To examine that particular dash at the end of the second line, let's look at it in the context of the whole stanza:
"A Bird came down the Walk—
He did not know I saw—
He bit an Angleworm in halves
And ate the fellow, raw,"
Here, that dash seems to force us to pause right at a critical moment. The speaker is watching the bird, waiting to see what happens--enter the dash, where we hold our breath, too, waiting to see-- and in the next instant, the bird eats the worm.

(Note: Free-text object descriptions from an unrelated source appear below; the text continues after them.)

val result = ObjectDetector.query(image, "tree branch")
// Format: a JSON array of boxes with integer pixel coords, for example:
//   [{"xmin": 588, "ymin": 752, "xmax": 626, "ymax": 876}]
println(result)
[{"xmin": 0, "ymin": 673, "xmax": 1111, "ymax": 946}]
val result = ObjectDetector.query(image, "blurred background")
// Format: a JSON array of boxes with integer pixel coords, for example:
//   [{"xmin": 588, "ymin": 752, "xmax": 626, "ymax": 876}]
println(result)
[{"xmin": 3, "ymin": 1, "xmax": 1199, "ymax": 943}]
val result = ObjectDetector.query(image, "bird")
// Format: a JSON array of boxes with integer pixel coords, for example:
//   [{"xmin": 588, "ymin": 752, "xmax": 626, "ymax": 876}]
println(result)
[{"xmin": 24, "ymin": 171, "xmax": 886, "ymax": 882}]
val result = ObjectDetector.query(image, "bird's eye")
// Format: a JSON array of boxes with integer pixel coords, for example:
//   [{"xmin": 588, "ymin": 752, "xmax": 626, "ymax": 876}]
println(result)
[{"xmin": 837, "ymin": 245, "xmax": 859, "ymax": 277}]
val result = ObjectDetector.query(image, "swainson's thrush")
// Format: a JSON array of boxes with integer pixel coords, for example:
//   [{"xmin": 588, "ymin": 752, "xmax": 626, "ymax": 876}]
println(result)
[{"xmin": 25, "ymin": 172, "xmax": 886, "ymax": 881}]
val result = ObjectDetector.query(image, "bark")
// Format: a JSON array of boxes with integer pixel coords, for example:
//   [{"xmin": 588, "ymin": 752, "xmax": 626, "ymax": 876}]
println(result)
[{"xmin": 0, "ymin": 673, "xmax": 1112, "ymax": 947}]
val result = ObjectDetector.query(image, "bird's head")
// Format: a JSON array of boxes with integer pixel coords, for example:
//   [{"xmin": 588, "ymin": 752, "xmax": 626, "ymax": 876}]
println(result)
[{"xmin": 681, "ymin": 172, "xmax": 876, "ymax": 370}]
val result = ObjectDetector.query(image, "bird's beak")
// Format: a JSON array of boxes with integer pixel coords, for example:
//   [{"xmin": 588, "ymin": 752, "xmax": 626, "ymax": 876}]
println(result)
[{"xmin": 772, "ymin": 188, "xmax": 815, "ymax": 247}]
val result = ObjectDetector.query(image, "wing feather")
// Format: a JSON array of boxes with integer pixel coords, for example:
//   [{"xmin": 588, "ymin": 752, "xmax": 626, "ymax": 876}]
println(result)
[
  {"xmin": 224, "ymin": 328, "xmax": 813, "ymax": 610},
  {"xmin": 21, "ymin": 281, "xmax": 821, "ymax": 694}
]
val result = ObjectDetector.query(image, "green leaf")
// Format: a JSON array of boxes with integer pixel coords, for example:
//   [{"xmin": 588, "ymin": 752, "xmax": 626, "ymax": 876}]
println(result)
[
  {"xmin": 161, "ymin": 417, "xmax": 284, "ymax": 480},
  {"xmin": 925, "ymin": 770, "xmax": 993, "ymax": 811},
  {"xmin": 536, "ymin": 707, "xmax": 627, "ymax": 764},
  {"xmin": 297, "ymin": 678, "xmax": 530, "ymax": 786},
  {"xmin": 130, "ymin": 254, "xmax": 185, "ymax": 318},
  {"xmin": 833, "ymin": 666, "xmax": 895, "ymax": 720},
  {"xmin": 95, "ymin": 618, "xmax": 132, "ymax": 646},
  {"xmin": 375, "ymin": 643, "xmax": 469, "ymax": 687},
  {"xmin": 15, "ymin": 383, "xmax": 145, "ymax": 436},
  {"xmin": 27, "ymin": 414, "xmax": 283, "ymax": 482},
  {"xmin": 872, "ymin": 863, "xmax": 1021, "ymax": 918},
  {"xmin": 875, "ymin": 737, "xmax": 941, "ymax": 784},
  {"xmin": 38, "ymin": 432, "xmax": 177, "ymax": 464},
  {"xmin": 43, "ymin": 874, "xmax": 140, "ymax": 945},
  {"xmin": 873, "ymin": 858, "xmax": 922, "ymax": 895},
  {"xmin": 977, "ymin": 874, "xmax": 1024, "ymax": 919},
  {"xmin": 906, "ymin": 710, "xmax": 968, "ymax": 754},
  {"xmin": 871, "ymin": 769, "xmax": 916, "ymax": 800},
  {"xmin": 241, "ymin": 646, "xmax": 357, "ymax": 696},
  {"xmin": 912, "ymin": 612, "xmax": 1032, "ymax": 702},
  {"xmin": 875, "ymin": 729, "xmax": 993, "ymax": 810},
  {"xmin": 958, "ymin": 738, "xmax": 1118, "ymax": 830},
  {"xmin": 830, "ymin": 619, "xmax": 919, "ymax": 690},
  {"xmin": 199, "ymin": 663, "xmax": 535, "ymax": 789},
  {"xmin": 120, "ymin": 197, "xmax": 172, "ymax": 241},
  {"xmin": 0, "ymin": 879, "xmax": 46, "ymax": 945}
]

So, forcing us to pause and consider gives more weight and drama to the action that occurs directly after the dash, namely, the bird devouring the worm. It makes us consider that action a bit more than we might without the dash. That tension calls attention to the viciousness of the bird's actions: he's not just eating the worm but is biting him in half and then eating him raw. And, the dash also calls attention to what came immediately before it, so we're particularly aware that the speaker is watching this feral scene like a spy, unknown to the bird.
In short, the dash adds tension to that moment and accentuates the tenuous relationship between the person observing the action (the speaker) and the one performing the action (the bird).